US 12,483,286 B2
Reinforcement learning receiver front-end
Kevin Wesley Kobayashi, Redondo Beach, CA (US); Paul Edward Gorday, West Palm Beach, FL (US); Charles Forrest Campbell, Dallas, TX (US); and Gangadhar Burra, Fremont, CA (US)
Assigned to Qorvo US, Inc., Greensboro, NC (US)
Filed by Qorvo US, Inc., Greensboro, NC (US)
Filed on Jul. 17, 2023, as Appl. No. 18/353,163.
Claims priority of provisional application 63/483,820, filed on Feb. 8, 2023.
Claims priority of provisional application 63/394,804, filed on Aug. 3, 2022.
Prior Publication US 2024/0048166 A1, Feb. 8, 2024
Int. Cl. H04B 1/10 (2006.01); H04B 1/06 (2006.01); H04B 1/12 (2006.01)

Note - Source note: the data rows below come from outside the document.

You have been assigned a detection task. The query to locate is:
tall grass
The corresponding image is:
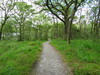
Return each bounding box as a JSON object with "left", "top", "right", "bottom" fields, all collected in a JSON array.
[
  {"left": 51, "top": 40, "right": 100, "bottom": 75},
  {"left": 0, "top": 41, "right": 43, "bottom": 75}
]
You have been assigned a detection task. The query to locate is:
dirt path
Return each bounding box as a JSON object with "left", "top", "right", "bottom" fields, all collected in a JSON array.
[{"left": 32, "top": 41, "right": 72, "bottom": 75}]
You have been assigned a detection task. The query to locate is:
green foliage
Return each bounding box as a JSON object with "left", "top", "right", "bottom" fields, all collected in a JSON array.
[
  {"left": 51, "top": 40, "right": 100, "bottom": 75},
  {"left": 0, "top": 41, "right": 43, "bottom": 75}
]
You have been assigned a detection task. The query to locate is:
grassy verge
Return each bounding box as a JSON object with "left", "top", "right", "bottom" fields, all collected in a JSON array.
[
  {"left": 0, "top": 41, "right": 43, "bottom": 75},
  {"left": 51, "top": 40, "right": 100, "bottom": 75}
]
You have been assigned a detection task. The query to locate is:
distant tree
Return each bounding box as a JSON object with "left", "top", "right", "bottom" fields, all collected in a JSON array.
[
  {"left": 0, "top": 0, "right": 15, "bottom": 40},
  {"left": 13, "top": 2, "right": 34, "bottom": 41},
  {"left": 37, "top": 0, "right": 85, "bottom": 43}
]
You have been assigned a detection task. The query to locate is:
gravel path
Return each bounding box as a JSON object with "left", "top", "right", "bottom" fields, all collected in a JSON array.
[{"left": 32, "top": 41, "right": 72, "bottom": 75}]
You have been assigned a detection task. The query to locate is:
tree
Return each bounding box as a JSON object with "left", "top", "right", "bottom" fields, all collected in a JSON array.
[
  {"left": 13, "top": 2, "right": 34, "bottom": 41},
  {"left": 37, "top": 0, "right": 85, "bottom": 43},
  {"left": 0, "top": 0, "right": 15, "bottom": 40}
]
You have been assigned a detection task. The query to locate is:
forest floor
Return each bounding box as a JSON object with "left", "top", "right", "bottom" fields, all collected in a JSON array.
[{"left": 32, "top": 41, "right": 72, "bottom": 75}]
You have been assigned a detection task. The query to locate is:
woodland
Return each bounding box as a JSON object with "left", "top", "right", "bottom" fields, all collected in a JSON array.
[{"left": 0, "top": 0, "right": 100, "bottom": 75}]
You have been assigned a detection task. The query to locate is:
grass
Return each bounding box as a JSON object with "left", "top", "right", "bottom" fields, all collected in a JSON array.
[
  {"left": 51, "top": 40, "right": 100, "bottom": 75},
  {"left": 0, "top": 41, "right": 43, "bottom": 75}
]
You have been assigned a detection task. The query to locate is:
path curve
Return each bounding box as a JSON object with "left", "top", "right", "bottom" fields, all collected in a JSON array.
[{"left": 32, "top": 41, "right": 72, "bottom": 75}]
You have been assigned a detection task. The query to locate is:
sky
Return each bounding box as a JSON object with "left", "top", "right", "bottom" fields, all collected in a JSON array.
[{"left": 0, "top": 0, "right": 90, "bottom": 23}]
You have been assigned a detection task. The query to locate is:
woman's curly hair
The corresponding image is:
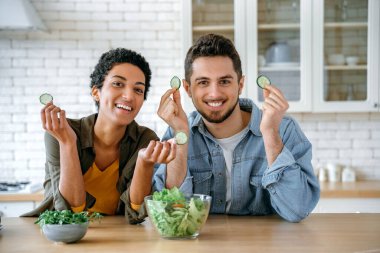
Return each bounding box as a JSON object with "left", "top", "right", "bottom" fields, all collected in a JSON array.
[{"left": 90, "top": 48, "right": 152, "bottom": 108}]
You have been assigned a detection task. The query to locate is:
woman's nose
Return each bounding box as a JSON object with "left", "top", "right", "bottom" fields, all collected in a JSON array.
[{"left": 122, "top": 86, "right": 134, "bottom": 101}]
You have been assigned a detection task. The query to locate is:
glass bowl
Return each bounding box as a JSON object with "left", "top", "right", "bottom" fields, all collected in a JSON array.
[{"left": 144, "top": 194, "right": 211, "bottom": 239}]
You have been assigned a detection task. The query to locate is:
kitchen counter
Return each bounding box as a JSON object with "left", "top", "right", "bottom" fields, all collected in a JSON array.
[
  {"left": 0, "top": 181, "right": 380, "bottom": 202},
  {"left": 0, "top": 191, "right": 44, "bottom": 202},
  {"left": 320, "top": 181, "right": 380, "bottom": 198},
  {"left": 0, "top": 214, "right": 380, "bottom": 253}
]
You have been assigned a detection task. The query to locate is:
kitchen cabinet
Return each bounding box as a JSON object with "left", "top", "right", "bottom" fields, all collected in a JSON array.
[
  {"left": 183, "top": 0, "right": 380, "bottom": 112},
  {"left": 0, "top": 192, "right": 44, "bottom": 217}
]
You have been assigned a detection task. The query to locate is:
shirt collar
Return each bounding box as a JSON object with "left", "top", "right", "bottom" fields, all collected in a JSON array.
[
  {"left": 79, "top": 113, "right": 138, "bottom": 149},
  {"left": 190, "top": 98, "right": 262, "bottom": 136}
]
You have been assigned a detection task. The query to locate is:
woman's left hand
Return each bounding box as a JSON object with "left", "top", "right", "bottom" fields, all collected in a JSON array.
[{"left": 138, "top": 139, "right": 176, "bottom": 165}]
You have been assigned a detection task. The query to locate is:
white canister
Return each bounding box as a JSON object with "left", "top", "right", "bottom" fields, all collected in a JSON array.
[
  {"left": 326, "top": 163, "right": 342, "bottom": 182},
  {"left": 342, "top": 166, "right": 356, "bottom": 182},
  {"left": 318, "top": 167, "right": 328, "bottom": 182}
]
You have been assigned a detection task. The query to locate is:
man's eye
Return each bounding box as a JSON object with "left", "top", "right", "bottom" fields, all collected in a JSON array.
[{"left": 220, "top": 79, "right": 230, "bottom": 85}]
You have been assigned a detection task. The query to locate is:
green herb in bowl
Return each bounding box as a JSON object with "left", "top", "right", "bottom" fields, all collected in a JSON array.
[
  {"left": 145, "top": 187, "right": 211, "bottom": 239},
  {"left": 34, "top": 210, "right": 103, "bottom": 243}
]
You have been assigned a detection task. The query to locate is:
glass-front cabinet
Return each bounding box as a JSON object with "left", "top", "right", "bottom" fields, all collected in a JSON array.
[
  {"left": 313, "top": 0, "right": 380, "bottom": 112},
  {"left": 183, "top": 0, "right": 380, "bottom": 112},
  {"left": 247, "top": 0, "right": 312, "bottom": 112}
]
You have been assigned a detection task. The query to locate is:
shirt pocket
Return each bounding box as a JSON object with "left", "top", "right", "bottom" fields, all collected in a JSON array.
[
  {"left": 191, "top": 171, "right": 212, "bottom": 195},
  {"left": 249, "top": 176, "right": 263, "bottom": 188}
]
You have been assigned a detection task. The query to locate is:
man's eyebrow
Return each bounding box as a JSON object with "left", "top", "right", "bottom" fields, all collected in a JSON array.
[
  {"left": 111, "top": 75, "right": 145, "bottom": 86},
  {"left": 195, "top": 76, "right": 210, "bottom": 81},
  {"left": 218, "top": 75, "right": 233, "bottom": 79}
]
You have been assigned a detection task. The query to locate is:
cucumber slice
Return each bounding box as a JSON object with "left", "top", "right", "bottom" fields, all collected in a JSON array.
[
  {"left": 40, "top": 93, "right": 53, "bottom": 105},
  {"left": 170, "top": 76, "right": 181, "bottom": 90},
  {"left": 175, "top": 132, "right": 187, "bottom": 145},
  {"left": 256, "top": 75, "right": 270, "bottom": 89}
]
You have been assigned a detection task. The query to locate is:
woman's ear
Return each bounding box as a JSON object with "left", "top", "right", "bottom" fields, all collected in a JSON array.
[{"left": 91, "top": 86, "right": 100, "bottom": 102}]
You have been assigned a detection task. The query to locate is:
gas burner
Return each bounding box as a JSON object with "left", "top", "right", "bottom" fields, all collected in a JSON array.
[{"left": 0, "top": 181, "right": 30, "bottom": 192}]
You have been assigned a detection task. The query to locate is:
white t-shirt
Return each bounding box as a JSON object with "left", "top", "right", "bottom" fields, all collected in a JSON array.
[{"left": 216, "top": 126, "right": 248, "bottom": 212}]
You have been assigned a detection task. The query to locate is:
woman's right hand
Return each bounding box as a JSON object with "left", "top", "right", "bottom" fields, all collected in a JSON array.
[{"left": 40, "top": 102, "right": 77, "bottom": 144}]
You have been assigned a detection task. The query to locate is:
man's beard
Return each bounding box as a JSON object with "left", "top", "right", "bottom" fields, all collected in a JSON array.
[{"left": 193, "top": 97, "right": 239, "bottom": 123}]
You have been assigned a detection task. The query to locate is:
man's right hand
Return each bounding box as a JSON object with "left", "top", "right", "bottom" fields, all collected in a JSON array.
[{"left": 157, "top": 88, "right": 189, "bottom": 134}]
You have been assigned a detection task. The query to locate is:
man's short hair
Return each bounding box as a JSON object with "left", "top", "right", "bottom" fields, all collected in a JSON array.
[{"left": 185, "top": 34, "right": 243, "bottom": 84}]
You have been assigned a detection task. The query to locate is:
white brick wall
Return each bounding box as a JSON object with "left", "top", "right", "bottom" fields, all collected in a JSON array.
[
  {"left": 0, "top": 0, "right": 380, "bottom": 184},
  {"left": 0, "top": 0, "right": 182, "bottom": 181}
]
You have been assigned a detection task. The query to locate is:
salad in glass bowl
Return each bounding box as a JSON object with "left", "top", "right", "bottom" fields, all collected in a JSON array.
[{"left": 144, "top": 187, "right": 211, "bottom": 239}]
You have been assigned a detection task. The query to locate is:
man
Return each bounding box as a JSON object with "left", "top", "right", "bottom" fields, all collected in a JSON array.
[{"left": 154, "top": 34, "right": 320, "bottom": 222}]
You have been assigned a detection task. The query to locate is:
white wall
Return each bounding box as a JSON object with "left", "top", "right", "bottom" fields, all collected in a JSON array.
[{"left": 0, "top": 0, "right": 380, "bottom": 181}]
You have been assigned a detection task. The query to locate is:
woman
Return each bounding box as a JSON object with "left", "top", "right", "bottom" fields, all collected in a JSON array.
[{"left": 26, "top": 48, "right": 176, "bottom": 224}]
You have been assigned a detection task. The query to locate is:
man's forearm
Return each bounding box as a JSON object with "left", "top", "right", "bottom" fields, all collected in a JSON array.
[
  {"left": 263, "top": 130, "right": 284, "bottom": 166},
  {"left": 166, "top": 143, "right": 189, "bottom": 189}
]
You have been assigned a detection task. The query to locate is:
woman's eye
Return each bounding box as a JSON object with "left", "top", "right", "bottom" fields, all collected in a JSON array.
[
  {"left": 135, "top": 88, "right": 144, "bottom": 94},
  {"left": 112, "top": 82, "right": 123, "bottom": 87}
]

CPC H04B 1/123 (2013.01) 42 Claims
OG exemplary drawing
 
1. A reinforcement learning reconfigurable receiver front-end (RL-RXFE) comprising:
a low-noise amplifier (LNA) having an amplifier input and an amplifier output, wherein the LNA is configured to respond to adjustable supply voltage VDD and bias voltages; and
reinforcement learning processing circuitry configured to receive spectrum information from an LNA-input detection node coupled to the amplifier input, spectrum information from an LNA-output detection node coupled to the amplifier output, distortion by-product information generated by a baseband distortion by-product detector/sensor, and LNA dynamic information, wherein the reinforcement learning processing circuitry is configured both to perform reinforcement learning and to generate control signals received by the LNA in response to the spectrum information, the distortion by-products information, and the LNA dynamic information.